内容説明
日本海の隠岐島。討幕の2人の天皇が流された勤王の地。尊王攘夷派の若き庄屋・井上甃介は、幕末、農民3000人を集めて武装蜂起。幕府寄りの松江藩を島から追放し、世界初の自治政府を立てた。王政復古と維新に、夢をかけた男たち。だがその理想は、新政府に裏切られる。大いなる志を胸に闘い、倒れた若き志士たちの青春と復讐、再起を描く、激動の幕末維新ロマン!
感想・レビュー
※以下の感想・レビューは、株式会社ブックウォーカーの提供する「読書メーター」によるものです。
kawa
31
幕末、討幕の二人の天皇が流された勤王の島・隠岐の島で起こった尊王攘夷派の武装蜂起事件「隠岐騒動」が描かれる。あとがきに「歴史は、生き残った勝者が作る。勝者の名とその正義だけが、後世に伝わる。」とあるが全くその通り。知られていない事件に陽をあてて読者に提供していただいた著者に感謝。
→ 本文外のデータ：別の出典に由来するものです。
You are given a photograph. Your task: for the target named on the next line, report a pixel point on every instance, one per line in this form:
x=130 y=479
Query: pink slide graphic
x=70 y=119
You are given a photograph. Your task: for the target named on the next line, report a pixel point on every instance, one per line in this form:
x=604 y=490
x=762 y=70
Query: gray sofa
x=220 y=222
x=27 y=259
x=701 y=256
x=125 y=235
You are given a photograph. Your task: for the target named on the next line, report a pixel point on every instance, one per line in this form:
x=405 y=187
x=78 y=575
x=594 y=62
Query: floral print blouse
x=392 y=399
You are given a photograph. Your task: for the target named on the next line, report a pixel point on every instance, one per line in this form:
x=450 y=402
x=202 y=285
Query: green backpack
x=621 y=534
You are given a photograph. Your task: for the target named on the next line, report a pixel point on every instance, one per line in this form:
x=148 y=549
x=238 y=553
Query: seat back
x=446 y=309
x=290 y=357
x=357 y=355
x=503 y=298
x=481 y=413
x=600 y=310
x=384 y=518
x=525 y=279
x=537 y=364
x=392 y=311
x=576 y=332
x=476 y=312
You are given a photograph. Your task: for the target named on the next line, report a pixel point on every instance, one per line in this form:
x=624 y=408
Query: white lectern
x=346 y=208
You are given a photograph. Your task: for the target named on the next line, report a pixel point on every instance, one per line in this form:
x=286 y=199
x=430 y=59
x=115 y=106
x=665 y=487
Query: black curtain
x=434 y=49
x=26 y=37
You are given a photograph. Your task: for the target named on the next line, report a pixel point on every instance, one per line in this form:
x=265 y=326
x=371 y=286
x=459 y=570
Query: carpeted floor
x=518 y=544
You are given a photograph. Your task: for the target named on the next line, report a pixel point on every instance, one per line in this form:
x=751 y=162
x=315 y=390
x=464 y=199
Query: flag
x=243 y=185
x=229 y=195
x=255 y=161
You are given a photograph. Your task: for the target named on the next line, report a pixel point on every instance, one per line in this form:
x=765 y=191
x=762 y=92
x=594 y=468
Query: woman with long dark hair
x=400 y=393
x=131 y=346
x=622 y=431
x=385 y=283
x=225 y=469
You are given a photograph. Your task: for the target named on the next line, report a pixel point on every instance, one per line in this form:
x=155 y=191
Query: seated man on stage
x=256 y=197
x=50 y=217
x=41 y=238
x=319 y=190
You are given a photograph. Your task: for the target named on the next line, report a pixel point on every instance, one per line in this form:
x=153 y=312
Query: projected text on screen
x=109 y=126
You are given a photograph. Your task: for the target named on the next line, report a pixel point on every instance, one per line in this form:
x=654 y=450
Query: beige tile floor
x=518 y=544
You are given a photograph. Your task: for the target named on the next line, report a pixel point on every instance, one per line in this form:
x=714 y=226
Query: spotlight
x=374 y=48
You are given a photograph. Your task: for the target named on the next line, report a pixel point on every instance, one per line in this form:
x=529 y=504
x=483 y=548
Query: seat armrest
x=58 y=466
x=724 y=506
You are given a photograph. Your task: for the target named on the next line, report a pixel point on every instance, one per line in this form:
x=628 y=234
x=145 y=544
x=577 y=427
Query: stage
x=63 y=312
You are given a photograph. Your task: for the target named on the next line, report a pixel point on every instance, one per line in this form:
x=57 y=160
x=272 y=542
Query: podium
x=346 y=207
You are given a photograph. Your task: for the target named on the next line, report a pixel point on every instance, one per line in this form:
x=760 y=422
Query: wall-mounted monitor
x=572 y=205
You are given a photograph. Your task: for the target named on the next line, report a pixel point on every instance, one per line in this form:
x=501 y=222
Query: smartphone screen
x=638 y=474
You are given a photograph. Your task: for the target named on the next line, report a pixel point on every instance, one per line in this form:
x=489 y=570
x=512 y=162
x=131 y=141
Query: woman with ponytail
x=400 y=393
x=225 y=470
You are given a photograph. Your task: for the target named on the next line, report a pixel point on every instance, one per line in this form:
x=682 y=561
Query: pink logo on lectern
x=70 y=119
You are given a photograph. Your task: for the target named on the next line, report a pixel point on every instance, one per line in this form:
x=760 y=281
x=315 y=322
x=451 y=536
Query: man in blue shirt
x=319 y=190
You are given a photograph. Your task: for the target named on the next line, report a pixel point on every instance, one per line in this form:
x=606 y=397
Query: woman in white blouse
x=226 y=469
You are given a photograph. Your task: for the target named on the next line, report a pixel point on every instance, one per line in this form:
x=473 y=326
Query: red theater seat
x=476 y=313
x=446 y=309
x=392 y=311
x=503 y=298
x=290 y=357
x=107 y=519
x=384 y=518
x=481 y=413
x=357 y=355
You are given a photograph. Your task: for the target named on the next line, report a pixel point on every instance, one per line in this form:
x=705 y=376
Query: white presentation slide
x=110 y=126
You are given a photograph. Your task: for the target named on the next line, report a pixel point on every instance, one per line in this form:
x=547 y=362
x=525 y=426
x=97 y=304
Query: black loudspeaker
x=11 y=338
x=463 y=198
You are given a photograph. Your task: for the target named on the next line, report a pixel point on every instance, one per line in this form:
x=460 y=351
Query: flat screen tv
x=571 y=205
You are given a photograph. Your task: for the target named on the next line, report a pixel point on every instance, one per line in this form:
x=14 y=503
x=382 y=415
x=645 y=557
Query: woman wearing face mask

ノンフィクション風ながら冒頭の関係写真や挿入画にも助けられて、いつの間にか物語に引き込まれる充実作。東京城へ移された天皇を奪回して京に環幸り頂く挙兵「外山・愛宕(とやま・おたぎ)事件」も初知り。2019/11/16
天乃かぐち。
7
知らないことが多くあって驚きました。地方部と言える隠岐諸島にある和漢の文献蓄積にも驚かされました。2023/08/11
SAT(M)
5
幕末を扱った作品でありながら、その舞台は江戸でも京都でも薩長でもなく隠岐島。農民たちが藩の代官を追い出し、打ち立てた自治政府の樹立と崩壊が描かれています。「民衆の反乱」モノでありながら、決して民衆サイドを絶対正義とするのではなく、その矛盾や暴走も描写されており、逆に「悪役」である松江藩内にも時流に流され理不尽な死を遂げねばならなかった藩士もいたというように、単純な善悪二分式ではない、イーブンな視点と複雑な時勢描写に引き込まれました。隠岐、行ってみよっかな。2016/07/17
熱東風(あちこち)
4
好著。/ただ、どちらかというと騒動の中心人物数名をフィクションを交えつつ描いているので、歴史的に偉業を成し遂げているはずなのにそのダイナミズムを感じるにはやや迫力不足の感は否めない。もっとも、農民が主体である故に、権力者である武士と対等に渡り合うことにかなりの力を注がざるを得なかったという背景はあるだろうが。/とはいえ、幕末~維新の時代で殆ど知られていない出来事を世に知らしめたという点で大いに意味のある書だと思う。巻頭に地図を載せてくれているのが親切で(広域~詳細三種類)、読み進めるのに大いに助かった。2016/10/16
活字の旅遊人
2
隠岐騒動。こんな歴史があったのだ。